Tecnología

Trends 2012. Los pocos muchos y los muchos pocos

Escrito por Autor Invitado

Mucho se hablará este año (como siempre) de innovación, de sinergias, de enterpreneurship (por qué no habrá una palabra española que funcione bien y sea pronunciable)…

Y eso es así porque, curiosamente, en épocas duras el discurso se mantiene, incluso se afirma aún con mayor vehemencia; lo que resulta sorprendente porque no deja de ser fruto de un planteamiento que ha demostrado no ser muy funcional.

El caso es que estamos donde estamos y para este año (y los venideros) en nuestro sector se intuye (a veces con algo más que intuición) que se han acabado las vacas gordas, que hemos ordeñado a la administración y a los grandes clientes y que lo que nos queda por delante es un páramo yermo, cuando no minado por la tradicional poca eficiencia del sector TIC a la hora de la ejecución.

Venimos, y de ahí el título de este vocacionalmente provocador post, de una época de “pocos-muchos”; porque por un lado unos pocos se repartían un pastel a trozos muy grandes, mientras muchos comían las migajas que sobraban (o las guindas si tenían suerte). Y los clientes eran grandes cuentas que aseguraban años de bonanza de facturación e ingresos.

Y hemos llegado a una época de muchos pocos, en la que muchos se reparten un pastel pequeño, pero en el que hay trozos para todos. En la que los clientes nos proporcionan pequeñas oportunidades para sumar de forma continuada.

Evidentemente no es lo mismo sumar de 50 en 50 que de 2 en 2, cuesta más, la incertidumbre aumenta, el esfuerzo de consecución es muy alto, pero la larga cola va de eso, va de vender aplicaciones a 0,78 €, pero de vender muchas.

Y esto quiere decir que es imprescindible la especialización, la búsqueda del nicho, el producto orientado y el servicio ajustado.
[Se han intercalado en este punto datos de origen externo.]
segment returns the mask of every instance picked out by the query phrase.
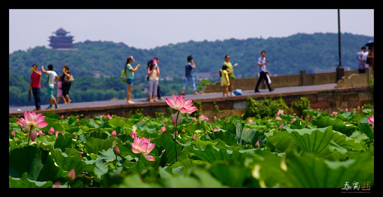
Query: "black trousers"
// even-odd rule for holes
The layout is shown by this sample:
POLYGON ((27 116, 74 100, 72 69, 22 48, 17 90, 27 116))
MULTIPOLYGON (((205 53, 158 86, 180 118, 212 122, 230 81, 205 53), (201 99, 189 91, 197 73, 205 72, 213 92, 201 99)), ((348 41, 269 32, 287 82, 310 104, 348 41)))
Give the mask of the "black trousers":
POLYGON ((270 85, 268 84, 268 80, 267 80, 267 76, 266 76, 266 73, 261 72, 259 73, 259 78, 258 79, 258 81, 257 82, 257 85, 255 86, 255 89, 254 90, 258 90, 258 86, 259 86, 259 84, 262 81, 262 80, 264 79, 266 81, 266 84, 267 85, 267 87, 268 88, 268 91, 271 91, 271 88, 270 88, 270 85))

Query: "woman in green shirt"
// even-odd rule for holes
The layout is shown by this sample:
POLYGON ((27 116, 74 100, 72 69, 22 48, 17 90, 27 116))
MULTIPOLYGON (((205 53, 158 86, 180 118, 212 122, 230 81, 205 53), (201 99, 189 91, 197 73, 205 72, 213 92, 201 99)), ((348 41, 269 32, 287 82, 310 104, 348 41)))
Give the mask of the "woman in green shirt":
POLYGON ((229 86, 230 88, 230 94, 229 95, 232 96, 232 91, 234 90, 232 80, 233 79, 236 78, 235 76, 234 75, 234 68, 237 67, 237 64, 236 63, 233 66, 231 65, 231 63, 229 62, 230 60, 230 56, 229 55, 225 55, 225 61, 223 62, 223 65, 227 66, 228 69, 230 71, 231 71, 231 74, 229 74, 229 79, 230 81, 230 85, 229 86))
POLYGON ((133 58, 133 56, 129 56, 126 59, 126 63, 125 63, 126 67, 125 68, 125 73, 126 74, 126 83, 128 83, 128 92, 126 93, 126 104, 132 104, 134 103, 130 100, 130 95, 132 94, 132 90, 133 90, 133 79, 134 78, 134 72, 137 71, 137 69, 140 66, 141 64, 137 64, 136 66, 136 68, 133 68, 131 63, 133 63, 134 61, 134 59, 133 58))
Esa es la manera de conseguir los pequeños trozos de pastel.

Sigue habiendo comida para todos. Es más, hay más posibilidades que cuando los grandes se daban atracones, lo que debemos cambiar es la forma de acercarnos a ella. Dejemos de pensar en el mercado como un buffet libre y caminemos por la vía del delicatessen.

Llamadme snob si queréis, pero yo siempre he preferido un menú de 10 platos pequeños y de alta calidad.